Nelle operazioni di factoring si verifica la cessione della titolarità del credito, a nulla rilevando il fatto che il cedente sia liberato dal rischio del buon fine dell’operazione (cessione pro soluto) ovvero non lo sia (cessione pro solvendo).

Nelle operazioni di recupero crediti, invece, non si verifica la cessione della titolarità del credito, come chiarito al punto 33 della causa C-175/09. La causa finanziaria delle operazioni di factoring è confermata dal fatto che il cessionario versa una somma di denaro al cedente all’atto della cessione del credito, consentendo a quest’ultimo di ottenere la trasformazione del credito in attività liquide prima della scadenza naturale del credito o, comunque, prima della data di presumibile incasso.

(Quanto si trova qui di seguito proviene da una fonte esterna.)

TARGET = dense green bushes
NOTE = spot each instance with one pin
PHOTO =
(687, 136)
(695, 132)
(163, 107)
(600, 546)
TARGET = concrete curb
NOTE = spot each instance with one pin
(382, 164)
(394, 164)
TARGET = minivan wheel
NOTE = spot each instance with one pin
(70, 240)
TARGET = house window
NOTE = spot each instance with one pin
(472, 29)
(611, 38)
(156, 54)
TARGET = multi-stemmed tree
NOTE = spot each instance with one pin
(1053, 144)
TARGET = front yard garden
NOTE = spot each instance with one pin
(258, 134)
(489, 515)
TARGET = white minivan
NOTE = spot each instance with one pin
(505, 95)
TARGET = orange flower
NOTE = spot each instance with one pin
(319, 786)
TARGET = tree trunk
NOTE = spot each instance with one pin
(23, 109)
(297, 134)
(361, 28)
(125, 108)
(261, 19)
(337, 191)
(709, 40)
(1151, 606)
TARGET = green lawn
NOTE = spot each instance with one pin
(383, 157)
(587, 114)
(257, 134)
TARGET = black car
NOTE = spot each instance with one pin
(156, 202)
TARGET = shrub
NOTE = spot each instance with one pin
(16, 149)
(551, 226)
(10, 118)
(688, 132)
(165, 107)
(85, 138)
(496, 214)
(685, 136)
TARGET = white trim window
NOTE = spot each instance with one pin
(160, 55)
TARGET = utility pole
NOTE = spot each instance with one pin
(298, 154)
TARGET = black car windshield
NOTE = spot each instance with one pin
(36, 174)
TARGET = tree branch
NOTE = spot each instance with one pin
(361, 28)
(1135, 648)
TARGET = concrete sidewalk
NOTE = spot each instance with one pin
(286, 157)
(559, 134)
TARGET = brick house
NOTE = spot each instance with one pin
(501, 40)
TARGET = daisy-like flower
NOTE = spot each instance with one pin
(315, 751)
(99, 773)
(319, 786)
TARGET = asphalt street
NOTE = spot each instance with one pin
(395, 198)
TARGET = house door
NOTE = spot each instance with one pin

Ne consegue che l’effettiva erogazione - al momento della cessione del credito - da parte del cedente al cessionario dell’importo corrispondente al valore di cessione concordato costituisce un elemento tipico dei contratti di factoring. Di contro, la presenza di una clausola che preveda l’erogazione delle somme al creditore solo al momento dell’effettivo incasso da parte del prestatore costituisce un elemento tipico della prestazione di recupero crediti. Ove, in applicazione dei principi illustrati la fattispecie è riconducibile ad un contratto di factoring, il compenso del factor, costituito dalla differenza tra il valore nominale del credito e le somme anticipate, è assoggettato al regime di esenzione, a prescindere dalla circostanza che il compenso del factor sia eventualmente scomposto tra commissioni ed interessi ovvero sia previsto un unico compenso, in cui la componente “commissioni” risulti prevalente rispetto alla componente “interessi”, determinata in base a parametri di riferimento mediamente praticati sul mercato ovvero in base ad altri criteri. Di contro, qualora il factor renda altre prestazioni di servizi (analisi del portafoglio crediti, gestione dei crediti diversi da quelli ceduti, ecc.) aggiuntive rispetto alla cessione del credito, quest’ultima non perde la sua natura finanziaria, se per tali ulteriori prestazioni è convenuto un autonomo corrispettivo. Va da sé che rispetto a queste ultime prestazioni dovrà essere individuato, caso per caso, il regime IVA applicabile.